Auf keinen Fall aber dürfe das Schimpfwort, die Fremdbezeichnung »Zigeuner« auf den Titel des Buches, verlangte die damals 65-jährige. Denn »Da wollten wir frei sein!« sollte das erste Jugendbuch über diese verfolgte, verfemte und ermordete deutsche Minderheit werden.
Die Auflage könne zehnmal so hoch sein, murrte der Vertrieb des Verlages. »Zigeuner« verkaufe sich nun mal besser, mit »Sinti« könne weder der Buchhändler noch der Leser etwas anfangen.
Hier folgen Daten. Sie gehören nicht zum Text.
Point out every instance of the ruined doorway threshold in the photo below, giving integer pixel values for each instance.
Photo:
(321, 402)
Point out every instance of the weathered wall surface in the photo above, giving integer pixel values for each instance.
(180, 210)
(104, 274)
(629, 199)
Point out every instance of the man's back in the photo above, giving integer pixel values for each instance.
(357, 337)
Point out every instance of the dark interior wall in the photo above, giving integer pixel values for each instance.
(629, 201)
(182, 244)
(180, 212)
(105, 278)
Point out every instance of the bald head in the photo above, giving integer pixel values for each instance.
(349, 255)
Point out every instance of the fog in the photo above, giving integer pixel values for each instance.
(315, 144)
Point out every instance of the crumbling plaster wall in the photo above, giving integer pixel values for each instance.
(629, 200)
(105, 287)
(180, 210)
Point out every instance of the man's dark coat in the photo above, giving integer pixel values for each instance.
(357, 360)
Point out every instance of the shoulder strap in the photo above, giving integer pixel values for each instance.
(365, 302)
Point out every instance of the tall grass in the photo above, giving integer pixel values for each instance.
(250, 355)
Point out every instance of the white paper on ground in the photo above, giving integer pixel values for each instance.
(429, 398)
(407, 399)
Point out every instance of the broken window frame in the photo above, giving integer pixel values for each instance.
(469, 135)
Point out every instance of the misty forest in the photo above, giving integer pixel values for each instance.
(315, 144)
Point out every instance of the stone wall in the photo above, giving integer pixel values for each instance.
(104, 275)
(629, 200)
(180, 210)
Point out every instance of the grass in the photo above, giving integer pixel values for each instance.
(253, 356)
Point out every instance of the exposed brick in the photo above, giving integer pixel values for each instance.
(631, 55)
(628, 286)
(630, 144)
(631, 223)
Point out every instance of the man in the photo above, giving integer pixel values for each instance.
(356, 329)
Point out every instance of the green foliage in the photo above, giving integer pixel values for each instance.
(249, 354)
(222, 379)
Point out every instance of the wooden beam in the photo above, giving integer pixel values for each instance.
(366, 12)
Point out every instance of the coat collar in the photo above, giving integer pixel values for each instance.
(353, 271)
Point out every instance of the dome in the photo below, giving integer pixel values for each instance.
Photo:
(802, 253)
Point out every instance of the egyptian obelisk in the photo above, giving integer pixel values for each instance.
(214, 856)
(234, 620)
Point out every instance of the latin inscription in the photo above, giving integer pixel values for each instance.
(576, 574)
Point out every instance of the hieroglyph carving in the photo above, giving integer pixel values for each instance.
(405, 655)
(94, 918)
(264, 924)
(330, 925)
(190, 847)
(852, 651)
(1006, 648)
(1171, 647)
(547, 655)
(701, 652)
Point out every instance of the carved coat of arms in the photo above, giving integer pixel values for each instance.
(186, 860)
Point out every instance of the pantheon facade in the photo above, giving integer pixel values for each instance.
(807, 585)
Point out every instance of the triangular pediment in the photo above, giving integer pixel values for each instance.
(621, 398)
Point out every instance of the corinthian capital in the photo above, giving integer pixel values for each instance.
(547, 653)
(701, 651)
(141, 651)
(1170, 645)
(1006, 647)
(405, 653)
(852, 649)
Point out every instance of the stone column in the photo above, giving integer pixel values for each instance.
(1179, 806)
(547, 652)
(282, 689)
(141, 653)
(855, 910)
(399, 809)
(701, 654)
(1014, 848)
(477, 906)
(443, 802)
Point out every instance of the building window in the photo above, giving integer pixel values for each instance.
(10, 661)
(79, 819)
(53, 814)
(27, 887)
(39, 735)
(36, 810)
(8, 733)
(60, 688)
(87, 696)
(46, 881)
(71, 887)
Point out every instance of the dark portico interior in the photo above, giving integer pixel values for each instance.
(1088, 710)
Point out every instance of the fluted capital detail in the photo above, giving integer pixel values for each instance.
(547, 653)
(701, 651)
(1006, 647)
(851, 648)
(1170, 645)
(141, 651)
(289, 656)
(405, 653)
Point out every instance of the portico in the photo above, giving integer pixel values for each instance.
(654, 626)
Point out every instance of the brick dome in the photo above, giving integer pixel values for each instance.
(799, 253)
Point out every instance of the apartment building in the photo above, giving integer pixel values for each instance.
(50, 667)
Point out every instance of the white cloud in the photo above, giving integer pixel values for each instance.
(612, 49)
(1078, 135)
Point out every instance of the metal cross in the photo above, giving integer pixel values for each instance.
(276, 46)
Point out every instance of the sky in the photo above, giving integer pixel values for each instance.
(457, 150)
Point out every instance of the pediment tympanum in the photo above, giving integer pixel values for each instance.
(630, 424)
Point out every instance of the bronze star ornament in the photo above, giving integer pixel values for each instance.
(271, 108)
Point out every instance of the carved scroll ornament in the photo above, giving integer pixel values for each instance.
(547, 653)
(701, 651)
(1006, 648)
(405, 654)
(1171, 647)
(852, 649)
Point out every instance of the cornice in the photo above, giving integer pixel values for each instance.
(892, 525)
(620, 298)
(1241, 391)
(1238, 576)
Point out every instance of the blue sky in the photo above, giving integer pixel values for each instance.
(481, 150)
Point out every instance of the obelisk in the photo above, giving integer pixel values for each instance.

Die Fremdbezeichnung sei nach wie vor beleidigend für sie, hielt Hildegard Lagrenne dagegen. Daran klebe das Blut ihrer ermordeten Verwandten. Jede Volksgruppe habe das Recht, mit dem richtigen Namen bezeichnet zu werden, ebenso wie jeder einzelne Mensch.
Wie meistens hatte Hildegard Lagrenne die besseren Argumente, behielt die Kontrolle über die Endfassung
Und hat es am Ende immer auch als »ihr Buch« und »ihre Geschichte« gesehen.
»Da wollten wir frei sein«, erschien zuerst im Weinheimer Beltz Verlag, später als Taschenbuch bei ARENA, fand ein großes Medieninteresse, erlebte mehrere Auflagen und stand auf den Bestenlisten des Deutschen Jugenliteraturpreises und des Gustav-Heinemann-Friedenspreises. Auch zwei Theaterstücke »Die Sinti-Revue« in Bruchsal und »Lustig ist das Zigeunerleben?« in Karlsruhe gingen auf die Erfahrungen ihrer Familie zurück. Und Hildegard Lagrenne wirkte beratend bei den Inszenierungen mit.
Schließlich hatte sie ja Bühnenerfahrung, sich selbst mehr als einmal als »altes Zirkuspferd« bezeichnet.
Als junger Tanzstar der Artisten- und Schaustellerfamilie Kreutz, die in den zwanziger und dreißiger Jahren mit ihren Musik-Shows durchs Rheinland zog, sei sie selbst oft auf den »Brettern, die die Welt bedeuten«, gestanden. Als andalusische Carmen oder als Czardas-Prinzessin im ungarischen Kostüm habe sie getanzt, »dass die Fetzen flogen«. So mancher »gadscho« wäre heimlich verliebt in sie gewesen, gestand sie, und dem berühmten »Molari« Otto Pankok habe sie in Düsseldorf Modell gestanden.
Wenn sie an ihre Glanzzeit erinnerte und alte vergilbte Fortos hervorkramte, durfte man fast schon befürchten, dass sie trotz Rheuma und Arthrose im Überschwang aus dem Sessel springen könnte, um eine Kostprobe zu geben.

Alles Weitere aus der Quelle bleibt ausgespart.